Student Research: Tech for Social Change: How social impact organizations are pushing the boundaries of Salesforce.com

by Aditi Patel (MALD 2016) and Gaspar Rodriguez (MA 2016)

Over the last 15 years, Salesforce has grown from a simple customer relationship management (CRM) tool to a suite of cloud-based business applications, analytics and mobile products with over 100,000 customers. Force.com is Salesforce’s Platform-as-a-Service (Paas) offering that allows users to build custom applications and data models within the existing Salesforce infrastructure. Around the world, social impact organizations (SIOs) are leveraging Salesforce and Force.com to build customized solutions around their programming activities.

During the last few months, we’ve been conducting a global survey and interviews directly with decision makers and users at SIOs to better understand the internal implementation process and identify key areas that have led to successful, and failed, systems. With almost 50 respondents and 10 in-depth interviews from Kenya, India, and the US, we’ve been tracking the specific uses that are pushing the boundaries of Salesforce platform use in the developing world.

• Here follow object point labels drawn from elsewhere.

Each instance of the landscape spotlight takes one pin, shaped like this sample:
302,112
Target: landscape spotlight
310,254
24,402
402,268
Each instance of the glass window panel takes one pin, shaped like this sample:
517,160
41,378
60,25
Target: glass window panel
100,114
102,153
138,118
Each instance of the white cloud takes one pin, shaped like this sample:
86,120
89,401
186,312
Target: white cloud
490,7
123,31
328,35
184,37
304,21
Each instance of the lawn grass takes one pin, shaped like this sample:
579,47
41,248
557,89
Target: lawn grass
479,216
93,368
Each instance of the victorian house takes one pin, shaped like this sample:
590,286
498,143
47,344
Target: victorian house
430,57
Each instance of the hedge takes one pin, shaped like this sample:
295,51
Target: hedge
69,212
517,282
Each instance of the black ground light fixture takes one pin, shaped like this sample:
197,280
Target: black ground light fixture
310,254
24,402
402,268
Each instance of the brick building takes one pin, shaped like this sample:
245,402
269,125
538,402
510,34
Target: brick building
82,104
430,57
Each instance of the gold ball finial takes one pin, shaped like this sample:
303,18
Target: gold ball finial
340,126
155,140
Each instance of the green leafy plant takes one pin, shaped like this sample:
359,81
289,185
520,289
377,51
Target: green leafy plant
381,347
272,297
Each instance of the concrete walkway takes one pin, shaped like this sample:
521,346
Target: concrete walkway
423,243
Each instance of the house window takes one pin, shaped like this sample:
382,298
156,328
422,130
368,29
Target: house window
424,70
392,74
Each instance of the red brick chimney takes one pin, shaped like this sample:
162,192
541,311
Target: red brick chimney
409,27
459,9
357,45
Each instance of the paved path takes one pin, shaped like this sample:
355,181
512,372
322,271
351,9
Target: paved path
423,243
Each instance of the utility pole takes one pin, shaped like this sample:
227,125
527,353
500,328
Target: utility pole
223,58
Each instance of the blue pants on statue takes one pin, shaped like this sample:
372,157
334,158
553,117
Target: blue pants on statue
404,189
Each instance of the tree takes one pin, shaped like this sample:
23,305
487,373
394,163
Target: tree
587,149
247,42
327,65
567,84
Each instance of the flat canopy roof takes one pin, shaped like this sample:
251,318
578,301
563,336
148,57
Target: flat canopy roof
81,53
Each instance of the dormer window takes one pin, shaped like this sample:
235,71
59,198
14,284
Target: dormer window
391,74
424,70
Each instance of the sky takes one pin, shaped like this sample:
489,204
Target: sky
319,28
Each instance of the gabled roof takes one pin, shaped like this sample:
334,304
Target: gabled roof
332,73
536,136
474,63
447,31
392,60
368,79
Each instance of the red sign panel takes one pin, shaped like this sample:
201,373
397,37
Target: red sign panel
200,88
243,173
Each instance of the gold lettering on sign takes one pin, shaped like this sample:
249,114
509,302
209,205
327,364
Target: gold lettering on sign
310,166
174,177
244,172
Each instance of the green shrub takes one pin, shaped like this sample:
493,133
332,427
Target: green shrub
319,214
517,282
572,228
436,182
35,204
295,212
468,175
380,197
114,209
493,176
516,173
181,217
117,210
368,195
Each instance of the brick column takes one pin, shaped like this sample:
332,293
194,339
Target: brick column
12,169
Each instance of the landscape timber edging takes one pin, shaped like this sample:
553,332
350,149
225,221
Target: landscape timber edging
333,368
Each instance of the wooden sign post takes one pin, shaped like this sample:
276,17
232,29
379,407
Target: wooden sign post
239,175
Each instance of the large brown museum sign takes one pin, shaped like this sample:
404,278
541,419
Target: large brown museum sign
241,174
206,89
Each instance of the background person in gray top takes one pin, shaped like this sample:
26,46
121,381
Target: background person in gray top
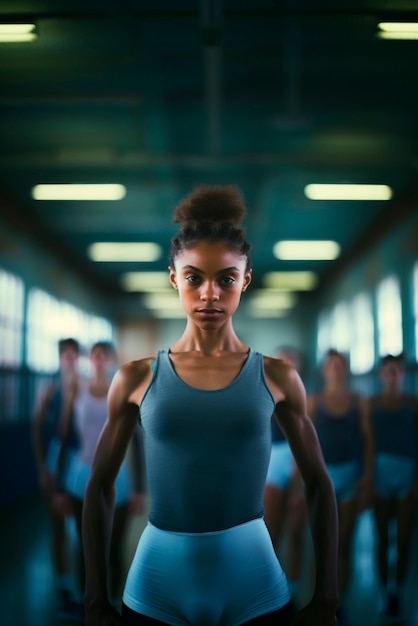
211,441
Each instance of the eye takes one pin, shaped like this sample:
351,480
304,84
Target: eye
227,280
192,278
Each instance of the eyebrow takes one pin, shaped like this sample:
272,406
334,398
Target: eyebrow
222,271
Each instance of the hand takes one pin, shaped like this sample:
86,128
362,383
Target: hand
104,615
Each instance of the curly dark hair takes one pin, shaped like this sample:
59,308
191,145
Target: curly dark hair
211,213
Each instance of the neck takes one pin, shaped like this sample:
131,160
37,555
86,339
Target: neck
209,342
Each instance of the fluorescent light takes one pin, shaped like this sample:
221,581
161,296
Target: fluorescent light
11,33
306,250
348,192
297,281
124,252
146,281
398,30
79,192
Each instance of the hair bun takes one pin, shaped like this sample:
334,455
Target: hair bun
212,204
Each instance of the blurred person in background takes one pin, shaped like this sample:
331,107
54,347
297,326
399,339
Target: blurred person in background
284,501
48,430
340,418
85,411
205,405
394,424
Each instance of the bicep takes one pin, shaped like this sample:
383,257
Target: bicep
301,434
113,442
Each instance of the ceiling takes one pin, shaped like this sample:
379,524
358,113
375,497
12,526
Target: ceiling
161,96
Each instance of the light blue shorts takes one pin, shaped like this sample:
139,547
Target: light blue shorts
78,474
281,465
394,475
222,578
344,477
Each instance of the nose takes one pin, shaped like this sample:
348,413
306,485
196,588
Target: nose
209,292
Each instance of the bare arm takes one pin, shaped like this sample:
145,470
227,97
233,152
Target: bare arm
98,505
291,412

Thus far, we’ve identified an increasing need for customization as international development interventions and on the ground programming become much more rigorous and complex, including the integration of various third party tools in the field, such as mobile data collection and GIS.

saleswforce flow chartWith support from the Institute for Business in the Global Context (IBGC) we were able to visit Chile, Uruguay, Rwanda, Kenya, and India to conduct interviews with implementers and SIOs who are using Salesforce and Force.com. From maternal health clinics to schools in urban slums to eliminating education inequity in India, customized implementations are leveraging the platform and helping hundreds of SIOs track their data and services on a cloud-based tool.

One of the areas being explored in this study is the interaction between Salesforce the company and SIOs, which starts with how organizations heard about the platform. Preliminary results show that 51% of respondents heard about it through another organization and 41% heard about it from a friend or colleague. Only 3% of organizations chose the platform based on direct marketing efforts. This means that Salesforce has relatively little knowledge of how SIOs are using their platform. Since platform use is being transferred mainly through informal channels, we believe this inhibits the sharing of best practices and common needs between SIOs and Salesforce the company. Understanding these needs and creating products specifically for SIOs could be a major value-add, given that most organizations struggle with similar issues during implementation.

As demand for Salesforce and Force.com continues to grow for SIOs, we hope to highlight the ways that organizations in the developing world are pushing the boundaries of the platform and how Salesforce could better support these use cases. During the next few months, we’ll take what we’ve learned from the field to Salesforce implementers and Salesforce the company in the U.S. to make sure SIOs need are being better understood by implementers and developers.

Aditi Patel is a Master of Law and Diplomacy candidate and Gaspar Rodriguez is a M.A. candidate, both at The Fletcher School of Law & Diplomacy.